Books
The premise to Brett McBean's The Mother is as old as storytelling itself. A mother goes on a quest of revenge for her daughter, who has been murdered. And there the similarity ends with any other novel I've read.

Brett McBean wowed readers with his Laymonesque debut novel, The Last Motel. Myself included. But as satisfying and well-written as The Last Motel is, it surely pales in comparison with The Mother.

The Mother is, like most novels, separated by individual chapters. In it, each chapter focuses on someone the mother met while traveling the Hume Highway in Australia. Each chapter is a beautifully realized study in character. They're like little short stories and the mother almost becomes a secondary person in many of them. The people she encounters on the road are as varied as those you'd be likely to meet yourself. Some are benevolent, some are indifferent and others are decidedly malignant.

The character of the mother and her vengeance-driven quest are the threads that hold the novel together. As we watch her fiery rage gradually turn into weary resignation, her physical appearance goes from attractive to weather-beaten to deathly. She undergoes hellish experiences on her black road of retribution that would drive any person insane. And the mother was already half-crazy with remorse and grief.

The Mother races toward its climax with suspense and drama, but McBean doesn't conclude his novel with any sort of traditional or conventional end. And you'll have to read it to find out how he pulls it off.
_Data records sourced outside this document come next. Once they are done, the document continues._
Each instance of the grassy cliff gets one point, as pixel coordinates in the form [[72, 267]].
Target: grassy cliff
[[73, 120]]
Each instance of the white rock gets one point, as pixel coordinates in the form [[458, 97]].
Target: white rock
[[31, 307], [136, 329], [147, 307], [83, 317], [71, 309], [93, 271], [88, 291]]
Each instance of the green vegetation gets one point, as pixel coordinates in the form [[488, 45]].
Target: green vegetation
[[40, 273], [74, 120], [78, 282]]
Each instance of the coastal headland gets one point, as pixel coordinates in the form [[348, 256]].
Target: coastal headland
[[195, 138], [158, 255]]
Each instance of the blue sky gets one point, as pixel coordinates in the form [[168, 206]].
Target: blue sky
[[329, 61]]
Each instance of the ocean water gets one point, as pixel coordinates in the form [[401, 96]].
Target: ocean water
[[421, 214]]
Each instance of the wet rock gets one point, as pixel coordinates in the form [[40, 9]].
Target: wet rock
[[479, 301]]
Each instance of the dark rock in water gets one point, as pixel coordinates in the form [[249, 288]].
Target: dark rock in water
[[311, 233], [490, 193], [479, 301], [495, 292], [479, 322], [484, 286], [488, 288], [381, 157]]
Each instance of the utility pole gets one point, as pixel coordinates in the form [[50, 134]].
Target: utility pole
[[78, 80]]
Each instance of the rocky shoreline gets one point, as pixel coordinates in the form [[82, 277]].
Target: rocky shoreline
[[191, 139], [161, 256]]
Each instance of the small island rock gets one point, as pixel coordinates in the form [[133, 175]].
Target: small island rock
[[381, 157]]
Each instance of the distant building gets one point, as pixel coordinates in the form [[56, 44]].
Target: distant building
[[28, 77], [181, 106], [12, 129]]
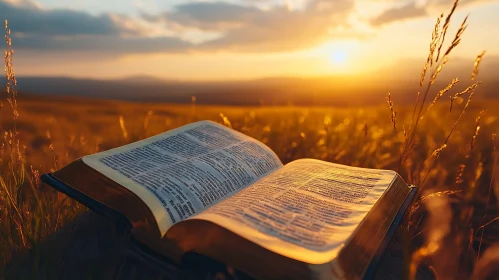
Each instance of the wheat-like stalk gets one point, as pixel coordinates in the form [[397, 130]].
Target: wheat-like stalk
[[393, 115]]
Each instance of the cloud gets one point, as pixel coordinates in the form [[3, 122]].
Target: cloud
[[239, 27], [27, 18], [207, 15], [109, 44], [411, 10], [408, 11], [247, 28]]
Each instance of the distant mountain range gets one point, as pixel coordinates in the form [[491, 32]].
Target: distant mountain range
[[402, 80]]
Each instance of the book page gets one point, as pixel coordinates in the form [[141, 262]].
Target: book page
[[182, 172], [307, 210]]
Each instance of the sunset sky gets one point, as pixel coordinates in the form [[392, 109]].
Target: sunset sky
[[234, 39]]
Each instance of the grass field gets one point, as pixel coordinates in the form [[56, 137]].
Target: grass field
[[453, 227], [56, 131]]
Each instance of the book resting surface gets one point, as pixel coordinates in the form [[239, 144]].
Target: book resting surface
[[307, 210]]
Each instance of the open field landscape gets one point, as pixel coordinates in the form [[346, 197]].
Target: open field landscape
[[440, 133], [54, 131]]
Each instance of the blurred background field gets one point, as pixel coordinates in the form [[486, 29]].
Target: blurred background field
[[332, 111], [56, 130]]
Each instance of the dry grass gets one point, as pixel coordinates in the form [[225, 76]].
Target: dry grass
[[450, 154]]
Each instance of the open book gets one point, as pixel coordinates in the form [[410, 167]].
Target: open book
[[209, 189]]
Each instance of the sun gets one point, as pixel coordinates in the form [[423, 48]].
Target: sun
[[338, 57]]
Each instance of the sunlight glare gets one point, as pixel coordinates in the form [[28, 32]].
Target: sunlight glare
[[338, 57]]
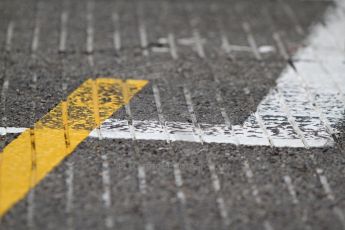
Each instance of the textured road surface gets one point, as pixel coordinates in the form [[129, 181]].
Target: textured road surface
[[177, 45]]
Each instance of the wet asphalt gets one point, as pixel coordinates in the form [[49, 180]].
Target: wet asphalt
[[72, 196]]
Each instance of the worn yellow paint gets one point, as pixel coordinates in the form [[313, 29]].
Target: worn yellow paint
[[27, 159]]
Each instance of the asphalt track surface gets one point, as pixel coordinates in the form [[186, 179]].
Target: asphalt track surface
[[134, 184]]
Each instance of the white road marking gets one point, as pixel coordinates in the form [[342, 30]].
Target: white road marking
[[301, 111]]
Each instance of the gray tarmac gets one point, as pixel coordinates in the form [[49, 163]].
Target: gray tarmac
[[253, 192]]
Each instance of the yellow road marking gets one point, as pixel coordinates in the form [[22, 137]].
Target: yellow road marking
[[32, 155]]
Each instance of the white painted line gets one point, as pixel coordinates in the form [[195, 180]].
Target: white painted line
[[302, 111]]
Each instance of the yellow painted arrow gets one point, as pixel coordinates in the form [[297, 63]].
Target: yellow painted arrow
[[32, 155]]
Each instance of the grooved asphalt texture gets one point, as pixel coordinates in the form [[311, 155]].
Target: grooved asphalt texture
[[244, 81]]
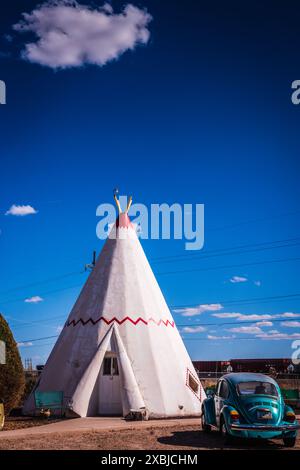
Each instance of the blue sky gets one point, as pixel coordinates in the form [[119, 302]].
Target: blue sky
[[199, 111]]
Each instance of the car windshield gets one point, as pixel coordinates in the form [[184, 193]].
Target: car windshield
[[257, 388]]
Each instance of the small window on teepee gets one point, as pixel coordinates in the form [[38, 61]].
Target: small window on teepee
[[192, 383]]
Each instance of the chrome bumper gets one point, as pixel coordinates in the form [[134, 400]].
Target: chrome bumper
[[266, 427]]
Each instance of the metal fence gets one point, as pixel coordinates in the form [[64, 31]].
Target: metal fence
[[217, 375]]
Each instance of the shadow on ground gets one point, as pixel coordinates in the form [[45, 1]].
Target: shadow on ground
[[201, 440]]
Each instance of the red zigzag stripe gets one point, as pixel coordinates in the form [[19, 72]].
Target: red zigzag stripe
[[120, 322]]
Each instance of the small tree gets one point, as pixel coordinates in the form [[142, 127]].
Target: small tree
[[12, 380]]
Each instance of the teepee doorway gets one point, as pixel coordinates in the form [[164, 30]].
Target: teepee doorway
[[110, 401]]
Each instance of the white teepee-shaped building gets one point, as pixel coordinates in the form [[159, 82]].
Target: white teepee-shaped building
[[120, 351]]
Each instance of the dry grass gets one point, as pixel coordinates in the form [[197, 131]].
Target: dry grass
[[178, 437], [22, 422]]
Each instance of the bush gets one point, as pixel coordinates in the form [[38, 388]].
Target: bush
[[12, 380]]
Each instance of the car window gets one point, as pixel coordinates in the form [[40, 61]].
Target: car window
[[257, 388], [224, 391]]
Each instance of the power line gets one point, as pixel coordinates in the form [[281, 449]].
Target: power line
[[174, 307], [212, 268], [186, 257], [46, 281], [290, 242], [237, 322], [239, 301]]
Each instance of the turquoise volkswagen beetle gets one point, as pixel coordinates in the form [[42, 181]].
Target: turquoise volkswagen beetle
[[249, 405]]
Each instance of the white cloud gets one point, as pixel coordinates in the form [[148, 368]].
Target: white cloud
[[193, 329], [20, 210], [255, 317], [226, 315], [276, 335], [193, 311], [237, 279], [34, 300], [251, 330], [291, 324], [212, 337], [69, 34], [290, 315], [264, 323]]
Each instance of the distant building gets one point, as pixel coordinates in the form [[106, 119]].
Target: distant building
[[264, 366]]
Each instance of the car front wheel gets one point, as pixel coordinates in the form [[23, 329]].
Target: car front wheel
[[226, 437], [289, 441], [205, 427]]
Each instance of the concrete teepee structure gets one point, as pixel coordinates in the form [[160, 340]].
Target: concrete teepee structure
[[120, 352]]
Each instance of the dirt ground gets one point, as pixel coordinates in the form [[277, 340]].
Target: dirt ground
[[187, 437], [13, 423]]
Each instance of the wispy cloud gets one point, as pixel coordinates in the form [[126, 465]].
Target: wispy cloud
[[69, 34], [226, 315], [264, 323], [251, 330], [212, 337], [290, 315], [278, 336], [20, 210], [193, 311], [291, 324], [193, 329], [255, 317], [238, 279], [33, 300]]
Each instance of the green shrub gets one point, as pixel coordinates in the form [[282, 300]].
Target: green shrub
[[12, 380]]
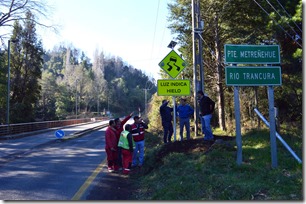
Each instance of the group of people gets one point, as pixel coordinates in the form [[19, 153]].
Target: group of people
[[124, 146], [184, 111]]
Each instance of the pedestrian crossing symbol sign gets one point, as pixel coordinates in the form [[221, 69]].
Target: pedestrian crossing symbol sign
[[172, 64]]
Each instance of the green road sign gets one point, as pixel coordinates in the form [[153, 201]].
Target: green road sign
[[253, 76], [252, 54], [171, 87], [172, 64]]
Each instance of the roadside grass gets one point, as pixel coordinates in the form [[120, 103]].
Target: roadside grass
[[216, 176]]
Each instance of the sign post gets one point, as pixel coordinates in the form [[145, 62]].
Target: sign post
[[253, 76], [173, 65]]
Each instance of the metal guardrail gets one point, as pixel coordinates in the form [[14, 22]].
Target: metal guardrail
[[30, 127]]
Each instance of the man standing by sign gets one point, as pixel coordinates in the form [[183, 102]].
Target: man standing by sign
[[184, 111], [206, 106]]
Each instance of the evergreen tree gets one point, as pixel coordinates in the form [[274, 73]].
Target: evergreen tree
[[26, 64]]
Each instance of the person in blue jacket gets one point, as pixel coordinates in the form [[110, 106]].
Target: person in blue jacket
[[166, 116], [184, 112]]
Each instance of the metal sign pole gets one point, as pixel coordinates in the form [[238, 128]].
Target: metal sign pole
[[272, 127], [174, 118], [238, 125]]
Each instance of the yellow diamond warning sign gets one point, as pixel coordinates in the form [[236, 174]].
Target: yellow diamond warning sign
[[172, 64]]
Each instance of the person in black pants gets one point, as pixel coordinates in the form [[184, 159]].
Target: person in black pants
[[166, 116]]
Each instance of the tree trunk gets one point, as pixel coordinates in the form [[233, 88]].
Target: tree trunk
[[219, 72]]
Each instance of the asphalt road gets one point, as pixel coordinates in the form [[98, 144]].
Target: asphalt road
[[42, 167]]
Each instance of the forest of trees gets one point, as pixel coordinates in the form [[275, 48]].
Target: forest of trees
[[49, 85], [260, 22], [57, 84]]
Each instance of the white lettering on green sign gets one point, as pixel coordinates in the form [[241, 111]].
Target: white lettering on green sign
[[258, 54], [253, 76], [252, 54]]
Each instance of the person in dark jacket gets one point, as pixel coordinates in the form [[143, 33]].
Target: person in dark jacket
[[166, 116], [138, 133], [184, 111], [127, 145], [119, 128], [111, 147], [206, 107]]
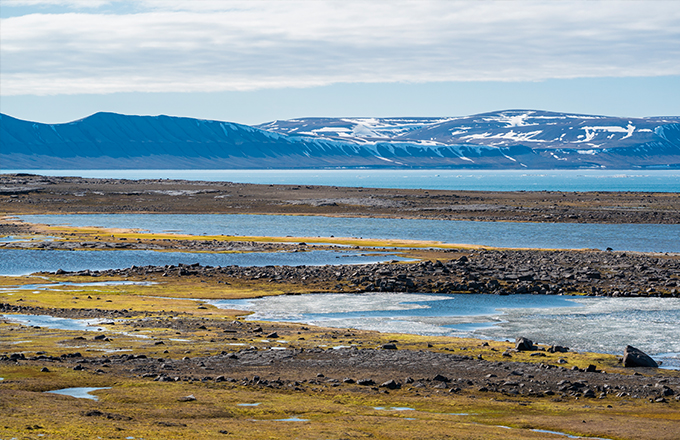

Sadly, at present The Mother has only been published in mass market paperback in Brett McBean's native Australia. This is a novel that deserves a much larger distribution. It's one of the best books I read in 2007 and Brett McBean is, as far as I'm concerned, one of the most exciting writers in the genre today. Copies of The Mother can be found at abebooks.com and ebay for reasonable, if not bargain prices. I'd say that it's well worth 20 or 30 dollars. I've seen people pay a lot more for a lot less in America's small press.